Blog
The Emperor’s New Clothes
6 December 2014
Often when talking about gravity and general relativity the “fabric of spacetime” will be mentioned. This fabric is often visualized as a kind of rubbery sheet that can be bent and stretched by the presence of masses. We use this kind of imagery so often that one might imagine that’s actually what spacetime is. But if spacetime is a fabric, it is the same type of fabric used to make the Emperor’s new clothes.
I’ve been teaching introductory electromagnetism this term, and the one thing students often struggle with is the abstraction of it all. We start by looking at forces between charged objects, which is clear enough. But then we talk about how each charge creates an electric field around itself, and other charges interact with that field to experience a force. A nice enough description, but then we shift our focus to the field itself. An electric field can cause charges to flow through a wire, which produces a magnetic field, but a changing electric field can produce a magnetic field without any charges at all. Of course such mutually oscillating electromagnetic fields are what we call light.

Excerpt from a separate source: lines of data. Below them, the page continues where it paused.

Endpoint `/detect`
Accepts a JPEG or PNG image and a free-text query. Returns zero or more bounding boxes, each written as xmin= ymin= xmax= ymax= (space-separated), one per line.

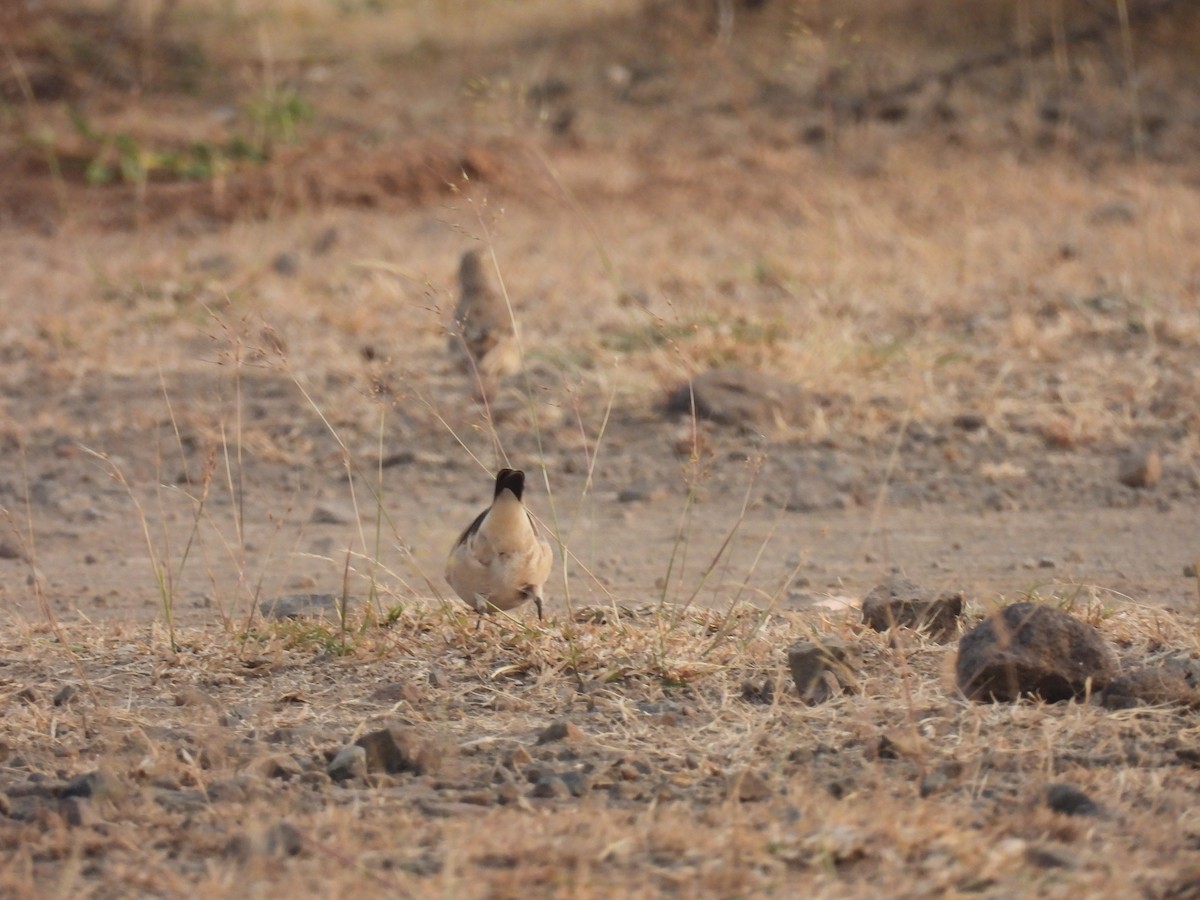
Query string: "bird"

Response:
xmin=445 ymin=468 xmax=553 ymax=624
xmin=450 ymin=250 xmax=521 ymax=384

What started as a mathematical construct for determining the force on a charge becomes a thing in and of itself. Electromagnetic fields are an abstract physical quantity. When we talk about waves of electromagnetism, we often use the analogy of water waves. But water waves travel through the medium of water, while light waves travel through no medium at all. They have energy, but no mass. They have momentum, but no unique force. Most are invisible to human eyes. But despite this abstraction, electric and magnetic fields are taken to exist within the framework of space and time. No matter how abstract electromagnetism seems, it is a thing that exists within spacetime.
Which is why relativity can be even more difficult for students to wrap their heads around. We often start with special relativity, where the constancy of light can be used to describe the strange effects of time dilation, length contraction and the like. Even though it’s stressed that this relative behavior of space and time is an inherent property, that even the concept of “now” is relative, many students still imagine a background framework against which all this relative stuff occurs.
But in general relativity the last vestige of that background is wiped away. Just as electromagnetic waves travel not through a medium, but on their own, the warps and wefts of spacetime occur not relative to some fixed background, but as an inherent behavior of space and time. This is why masses can curve space without bending it into some higher dimension, and why the universe can expand without expanding into anything. While it helps to imagine spacetime as a bendy-stretchy fabric, just as it helps to imagine light as waves of water, it’s only an analogy to help visualize the complexity of space and time.
This sometimes raises the question as to whether space and time are physical quantities. It’s an idea that’s been argued about for years. On the one hand, spacetime has no mass, energy, or momentum, and can only be quantified by observing the behavior of other physical objects. On the other hand, it is warped by masses, and through gravitational waves can carry energy from one region of the universe to another. Regardless of one’s position on the metaphysics, it is clear that we can describe the structure of spacetime and its effects on light and matter quite well mathematically.
Of course this ambiguity is part of the reason quantum gravity can be so problematic, but that’s a story for another time.